En pánico, di media vuelta y corrí al baño, cerrando la puerta de un golpe y echando el cerrojo.

Me quedé junto a la puerta, con el corazón acelerado mientras escuchaba sus pasos. Al no oír ninguno, solté un suspiro que no me había dado cuenta que estaba conteniendo. Aun así, el dolor regresó igual de agudo, igual de abrumador.

Me negué a reconocerlo. O al menos, lo intenté.

En cambio, me enfoqué en lo que podía controlar: irme lejos.

No era una solución, pero era algo, un comienzo para mí, y necesitaba pensar. No podía soportar estar en el mismo lugar que Dominic.

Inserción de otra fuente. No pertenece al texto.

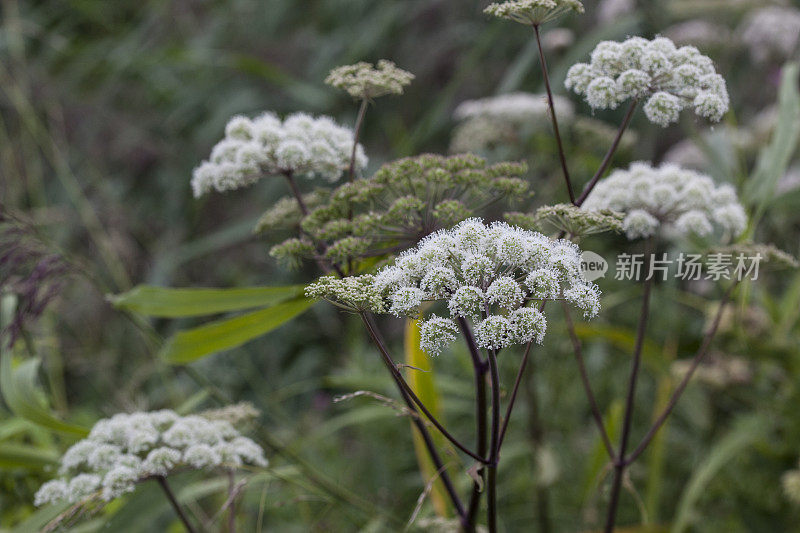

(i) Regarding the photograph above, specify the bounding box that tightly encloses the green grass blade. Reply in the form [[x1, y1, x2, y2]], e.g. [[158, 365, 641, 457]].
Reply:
[[109, 285, 303, 318], [160, 298, 315, 364]]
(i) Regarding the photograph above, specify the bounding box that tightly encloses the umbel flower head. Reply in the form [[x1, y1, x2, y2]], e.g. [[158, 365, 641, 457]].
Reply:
[[257, 154, 528, 266], [565, 37, 729, 127], [325, 59, 414, 100], [192, 113, 367, 197], [306, 218, 600, 355], [35, 410, 267, 505], [583, 163, 747, 239], [483, 0, 583, 26]]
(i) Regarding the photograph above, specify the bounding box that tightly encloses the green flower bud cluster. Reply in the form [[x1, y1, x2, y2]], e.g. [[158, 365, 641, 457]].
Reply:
[[504, 204, 625, 236], [259, 154, 528, 266]]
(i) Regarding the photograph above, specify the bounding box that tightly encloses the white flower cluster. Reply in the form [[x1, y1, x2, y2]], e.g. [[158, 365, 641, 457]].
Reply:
[[566, 37, 730, 127], [192, 113, 367, 197], [325, 59, 414, 100], [35, 410, 267, 505], [483, 0, 584, 25], [583, 163, 747, 239], [738, 6, 800, 62], [373, 218, 600, 355], [453, 93, 574, 125]]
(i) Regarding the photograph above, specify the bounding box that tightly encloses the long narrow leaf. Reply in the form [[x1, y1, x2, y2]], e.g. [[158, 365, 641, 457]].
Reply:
[[109, 285, 303, 318], [0, 352, 89, 437], [744, 63, 800, 227], [161, 298, 315, 364]]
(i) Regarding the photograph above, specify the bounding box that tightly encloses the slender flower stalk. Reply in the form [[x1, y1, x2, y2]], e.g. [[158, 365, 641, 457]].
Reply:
[[362, 314, 487, 463], [153, 476, 197, 533], [458, 317, 489, 524], [486, 349, 500, 533], [347, 98, 369, 181], [360, 312, 470, 530], [533, 24, 575, 204]]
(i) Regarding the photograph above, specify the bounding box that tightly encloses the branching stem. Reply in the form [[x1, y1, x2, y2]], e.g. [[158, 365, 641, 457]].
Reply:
[[153, 476, 197, 533], [533, 24, 575, 204]]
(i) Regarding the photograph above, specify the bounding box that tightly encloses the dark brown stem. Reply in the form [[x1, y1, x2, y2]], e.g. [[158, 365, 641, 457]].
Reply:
[[605, 242, 653, 533], [347, 98, 369, 181], [497, 342, 533, 447], [458, 317, 488, 527], [625, 281, 739, 466], [486, 344, 500, 533], [575, 99, 639, 207], [561, 301, 617, 460], [361, 314, 486, 463], [498, 302, 547, 451], [153, 476, 197, 533], [361, 313, 469, 529], [228, 470, 236, 533], [533, 24, 575, 204], [283, 171, 308, 217]]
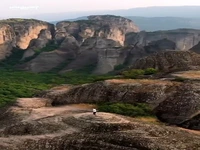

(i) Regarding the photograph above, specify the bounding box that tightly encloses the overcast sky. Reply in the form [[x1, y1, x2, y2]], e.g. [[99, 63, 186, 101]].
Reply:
[[0, 0, 200, 18]]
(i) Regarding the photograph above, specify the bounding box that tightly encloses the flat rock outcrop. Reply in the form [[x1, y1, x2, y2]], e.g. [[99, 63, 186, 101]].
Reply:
[[0, 100, 200, 150]]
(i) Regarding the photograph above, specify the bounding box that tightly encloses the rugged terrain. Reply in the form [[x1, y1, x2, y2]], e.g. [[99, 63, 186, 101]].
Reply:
[[0, 96, 200, 150], [36, 78, 200, 130]]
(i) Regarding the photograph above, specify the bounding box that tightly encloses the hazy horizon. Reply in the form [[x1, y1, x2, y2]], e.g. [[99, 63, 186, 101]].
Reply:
[[0, 0, 200, 19]]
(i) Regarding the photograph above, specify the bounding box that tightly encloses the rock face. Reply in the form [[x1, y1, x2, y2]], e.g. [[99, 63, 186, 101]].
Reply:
[[0, 15, 200, 74], [125, 29, 200, 51], [0, 19, 55, 60], [62, 37, 124, 74], [0, 98, 200, 150], [156, 82, 200, 130], [39, 79, 200, 130], [132, 51, 200, 72], [56, 15, 139, 45]]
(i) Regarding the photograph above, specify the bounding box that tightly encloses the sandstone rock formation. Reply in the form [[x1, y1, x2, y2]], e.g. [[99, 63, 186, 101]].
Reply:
[[125, 29, 200, 51], [0, 98, 200, 150], [0, 19, 55, 60], [55, 15, 139, 45], [132, 51, 200, 72]]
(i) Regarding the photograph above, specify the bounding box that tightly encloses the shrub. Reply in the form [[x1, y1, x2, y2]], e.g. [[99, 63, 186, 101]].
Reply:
[[114, 64, 125, 71], [174, 77, 187, 82], [122, 69, 144, 79], [98, 103, 153, 117], [144, 68, 158, 75]]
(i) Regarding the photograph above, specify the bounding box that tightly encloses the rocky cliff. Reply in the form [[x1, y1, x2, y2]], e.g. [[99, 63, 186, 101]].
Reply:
[[125, 29, 200, 51], [0, 15, 200, 74], [56, 15, 139, 45], [0, 19, 54, 60]]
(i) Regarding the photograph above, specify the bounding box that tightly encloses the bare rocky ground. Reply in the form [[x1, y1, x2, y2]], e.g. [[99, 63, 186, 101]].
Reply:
[[0, 98, 200, 150]]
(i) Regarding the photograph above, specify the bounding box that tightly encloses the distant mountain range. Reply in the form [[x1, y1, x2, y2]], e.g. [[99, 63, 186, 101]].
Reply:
[[27, 6, 200, 21], [44, 6, 200, 31], [51, 16, 200, 31]]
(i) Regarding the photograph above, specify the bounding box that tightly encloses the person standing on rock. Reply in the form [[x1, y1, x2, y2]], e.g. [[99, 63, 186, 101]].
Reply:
[[93, 108, 97, 115]]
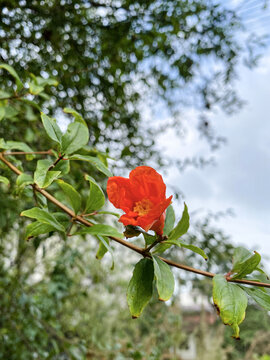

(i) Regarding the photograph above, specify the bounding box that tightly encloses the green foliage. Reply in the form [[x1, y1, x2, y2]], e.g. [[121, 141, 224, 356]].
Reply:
[[34, 160, 61, 188], [231, 247, 261, 279], [21, 207, 65, 232], [78, 224, 123, 238], [127, 258, 154, 318], [152, 255, 174, 301], [41, 113, 62, 144], [213, 275, 247, 339], [57, 180, 82, 214], [84, 175, 105, 214]]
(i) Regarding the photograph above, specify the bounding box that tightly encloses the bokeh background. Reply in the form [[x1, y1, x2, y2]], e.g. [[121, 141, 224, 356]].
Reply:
[[0, 0, 270, 360]]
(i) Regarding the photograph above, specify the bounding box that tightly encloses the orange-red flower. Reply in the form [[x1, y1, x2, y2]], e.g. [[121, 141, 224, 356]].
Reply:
[[107, 166, 172, 235]]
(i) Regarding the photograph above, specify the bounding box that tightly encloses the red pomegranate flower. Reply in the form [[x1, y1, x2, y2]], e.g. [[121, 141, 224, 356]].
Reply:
[[107, 166, 172, 235]]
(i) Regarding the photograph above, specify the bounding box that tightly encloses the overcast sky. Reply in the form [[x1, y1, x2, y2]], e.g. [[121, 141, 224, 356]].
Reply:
[[159, 39, 270, 256]]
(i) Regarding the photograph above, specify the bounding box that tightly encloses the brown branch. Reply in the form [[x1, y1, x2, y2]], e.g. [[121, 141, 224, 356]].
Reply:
[[0, 152, 270, 288], [3, 150, 53, 156]]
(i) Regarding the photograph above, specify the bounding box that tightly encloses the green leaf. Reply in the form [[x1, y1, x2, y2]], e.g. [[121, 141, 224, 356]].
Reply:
[[57, 180, 82, 214], [127, 258, 154, 318], [96, 236, 114, 270], [84, 175, 105, 214], [169, 204, 189, 240], [41, 113, 62, 144], [241, 286, 270, 311], [77, 224, 123, 238], [213, 275, 247, 339], [5, 141, 35, 160], [142, 232, 157, 246], [64, 108, 87, 127], [0, 64, 23, 91], [0, 175, 9, 185], [16, 173, 34, 188], [21, 207, 65, 232], [163, 240, 208, 260], [163, 205, 175, 235], [61, 119, 89, 154], [152, 255, 174, 301], [69, 154, 112, 177], [25, 221, 55, 240], [0, 105, 6, 121], [34, 159, 61, 188], [231, 247, 261, 279]]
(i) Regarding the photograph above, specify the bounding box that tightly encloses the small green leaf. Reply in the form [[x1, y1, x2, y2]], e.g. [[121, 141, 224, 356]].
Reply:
[[127, 258, 154, 318], [0, 175, 9, 185], [163, 205, 175, 235], [64, 108, 87, 127], [57, 180, 82, 214], [41, 113, 62, 144], [152, 255, 174, 301], [96, 236, 114, 270], [163, 240, 208, 260], [213, 275, 247, 339], [16, 173, 34, 188], [0, 105, 6, 121], [77, 224, 123, 238], [61, 119, 89, 154], [84, 175, 105, 214], [34, 159, 61, 188], [96, 237, 109, 260], [25, 221, 55, 240], [169, 204, 189, 240], [231, 247, 261, 279], [142, 232, 157, 246], [5, 141, 35, 160], [69, 154, 112, 177], [0, 64, 23, 91], [241, 286, 270, 311], [21, 207, 65, 232]]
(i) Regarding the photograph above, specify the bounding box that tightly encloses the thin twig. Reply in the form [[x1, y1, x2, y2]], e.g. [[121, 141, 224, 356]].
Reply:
[[0, 152, 270, 288], [3, 150, 53, 156]]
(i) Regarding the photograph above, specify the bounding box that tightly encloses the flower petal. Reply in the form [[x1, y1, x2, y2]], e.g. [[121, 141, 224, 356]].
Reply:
[[129, 166, 166, 204], [138, 195, 172, 231], [107, 176, 134, 212]]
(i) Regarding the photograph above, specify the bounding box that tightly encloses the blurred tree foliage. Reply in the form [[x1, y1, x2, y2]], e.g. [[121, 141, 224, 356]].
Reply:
[[0, 0, 259, 166], [0, 0, 268, 360]]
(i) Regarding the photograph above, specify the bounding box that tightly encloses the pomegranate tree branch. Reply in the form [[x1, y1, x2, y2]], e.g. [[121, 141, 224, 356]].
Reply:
[[0, 152, 270, 288]]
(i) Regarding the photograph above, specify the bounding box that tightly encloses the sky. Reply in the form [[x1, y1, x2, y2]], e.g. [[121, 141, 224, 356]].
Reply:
[[159, 1, 270, 262]]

No ahora.

Me quedé encerrada en el baño hasta la noche. Cuando finalmente salí, vi una nota adhesiva en mi escritorio, con la clara caligrafía de Dominic:

«Estaré en la oficina hasta tarde hoy. No me esperes».

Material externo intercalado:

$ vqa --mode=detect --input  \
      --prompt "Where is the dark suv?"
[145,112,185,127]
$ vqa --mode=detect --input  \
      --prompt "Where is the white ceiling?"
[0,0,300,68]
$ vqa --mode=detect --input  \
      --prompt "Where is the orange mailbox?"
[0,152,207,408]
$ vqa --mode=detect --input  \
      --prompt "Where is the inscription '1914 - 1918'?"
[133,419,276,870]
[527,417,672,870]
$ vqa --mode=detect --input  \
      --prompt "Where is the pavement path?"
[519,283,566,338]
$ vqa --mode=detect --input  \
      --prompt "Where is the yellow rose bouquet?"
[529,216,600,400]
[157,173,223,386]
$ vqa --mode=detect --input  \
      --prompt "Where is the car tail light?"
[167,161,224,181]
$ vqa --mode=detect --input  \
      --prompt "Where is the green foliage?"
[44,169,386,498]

Tragué con dificultad, apartando la mirada. Bien. Su ausencia era una oportunidad.

Abrí mi armario y comencé a sacar ropa de las perchas. Metí lo que necesitaba en una maleta, solo lo esencial.

Una vez hecho el equipaje, salí de la habitación. Pero me detuve ante la puerta de Mila.

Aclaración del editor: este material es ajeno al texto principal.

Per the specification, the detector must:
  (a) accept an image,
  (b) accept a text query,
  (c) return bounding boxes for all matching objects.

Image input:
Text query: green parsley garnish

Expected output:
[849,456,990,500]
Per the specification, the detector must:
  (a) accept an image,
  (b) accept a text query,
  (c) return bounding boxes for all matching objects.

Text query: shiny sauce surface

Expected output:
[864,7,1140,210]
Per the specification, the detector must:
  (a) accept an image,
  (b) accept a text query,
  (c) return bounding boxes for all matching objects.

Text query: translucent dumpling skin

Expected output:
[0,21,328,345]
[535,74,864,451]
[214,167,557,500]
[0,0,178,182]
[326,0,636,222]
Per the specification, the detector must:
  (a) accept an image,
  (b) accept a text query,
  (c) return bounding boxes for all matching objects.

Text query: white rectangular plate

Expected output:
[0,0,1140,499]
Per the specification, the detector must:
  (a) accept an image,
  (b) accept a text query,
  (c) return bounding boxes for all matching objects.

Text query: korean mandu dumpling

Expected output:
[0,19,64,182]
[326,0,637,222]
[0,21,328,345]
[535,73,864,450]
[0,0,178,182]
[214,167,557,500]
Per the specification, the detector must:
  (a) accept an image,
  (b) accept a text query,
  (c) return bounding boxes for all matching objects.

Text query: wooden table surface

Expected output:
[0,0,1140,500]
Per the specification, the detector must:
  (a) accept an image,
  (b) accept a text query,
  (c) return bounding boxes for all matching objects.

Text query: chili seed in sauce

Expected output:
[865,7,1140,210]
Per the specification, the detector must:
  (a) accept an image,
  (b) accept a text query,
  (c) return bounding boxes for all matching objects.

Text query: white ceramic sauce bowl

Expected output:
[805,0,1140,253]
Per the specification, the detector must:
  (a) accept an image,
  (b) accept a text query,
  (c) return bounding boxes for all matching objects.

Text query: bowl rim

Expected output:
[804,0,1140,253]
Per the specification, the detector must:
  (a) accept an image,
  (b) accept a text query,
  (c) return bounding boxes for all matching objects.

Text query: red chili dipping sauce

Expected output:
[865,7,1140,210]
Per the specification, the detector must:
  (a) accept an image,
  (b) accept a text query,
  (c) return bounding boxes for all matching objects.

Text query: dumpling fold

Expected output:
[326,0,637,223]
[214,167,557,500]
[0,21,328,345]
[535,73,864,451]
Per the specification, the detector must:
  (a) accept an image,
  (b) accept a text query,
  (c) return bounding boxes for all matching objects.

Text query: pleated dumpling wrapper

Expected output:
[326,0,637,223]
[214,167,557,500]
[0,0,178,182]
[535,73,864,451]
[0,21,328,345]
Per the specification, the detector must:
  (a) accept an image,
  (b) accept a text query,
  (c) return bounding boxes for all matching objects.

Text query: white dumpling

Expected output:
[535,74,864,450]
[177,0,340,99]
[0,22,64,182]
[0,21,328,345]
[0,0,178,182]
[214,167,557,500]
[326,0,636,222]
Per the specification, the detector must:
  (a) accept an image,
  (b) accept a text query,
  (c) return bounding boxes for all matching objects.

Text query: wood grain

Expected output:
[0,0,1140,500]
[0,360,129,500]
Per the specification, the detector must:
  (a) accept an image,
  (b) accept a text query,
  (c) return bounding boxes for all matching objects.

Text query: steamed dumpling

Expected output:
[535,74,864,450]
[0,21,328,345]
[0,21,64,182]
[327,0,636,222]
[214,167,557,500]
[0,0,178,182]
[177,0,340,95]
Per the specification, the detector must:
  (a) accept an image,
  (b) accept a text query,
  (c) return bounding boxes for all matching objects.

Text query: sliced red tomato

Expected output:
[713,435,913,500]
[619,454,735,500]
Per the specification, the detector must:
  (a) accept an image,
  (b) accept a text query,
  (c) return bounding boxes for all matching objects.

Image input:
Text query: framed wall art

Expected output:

Estaba sentada en el suelo, cepillando el cabello de su muñeca, completamente inmersa en su pequeño mundo. Mi corazón latió con fuerza. Levantó la mirada y sonrió cuando me vio.

—¿Quieres jugar conmigo?

Negué con la cabeza, esbozando una débil sonrisa.

—Quizás en otra ocasión.

Quizás nunca.

—De acuerdo —dijo asintiendo, volviendo a su muñeca sin preocupación.

Parpadeé rápidamente, conteniendo las lágrimas. Ella no sabía que esto era un adiós. Y no la arrastraría a este lío.

Me di la vuelta para irme, solo para casi chocar con la Sra. Smith en el pasillo.

Por supuesto. Había esperado escabullirme sin ser notada. Miró la maleta en mi mano, luego mi rostro.

—No es mi lugar decirle nada al jefe —dijo en voz baja—. Si tú no lo dices, yo tampoco. Solo espero que estés haciendo lo correcto.

La miré, un poco aturdida.

—Gracias —susurré.

Asintió levemente y pasó junto a mí.

Sin perder un segundo más, llegué a mi coche. Me deslicé en el asiento del conductor y agarré el volante. Por un momento, solo miré la casa, nuestro hogar. El lugar que me aceptó fue donde el mundo me alejó. El lugar que había llegado a amar y donde pensé que estaría para siempre.

Todo era una mentira.

Giré la llave y me alejé conduciendo.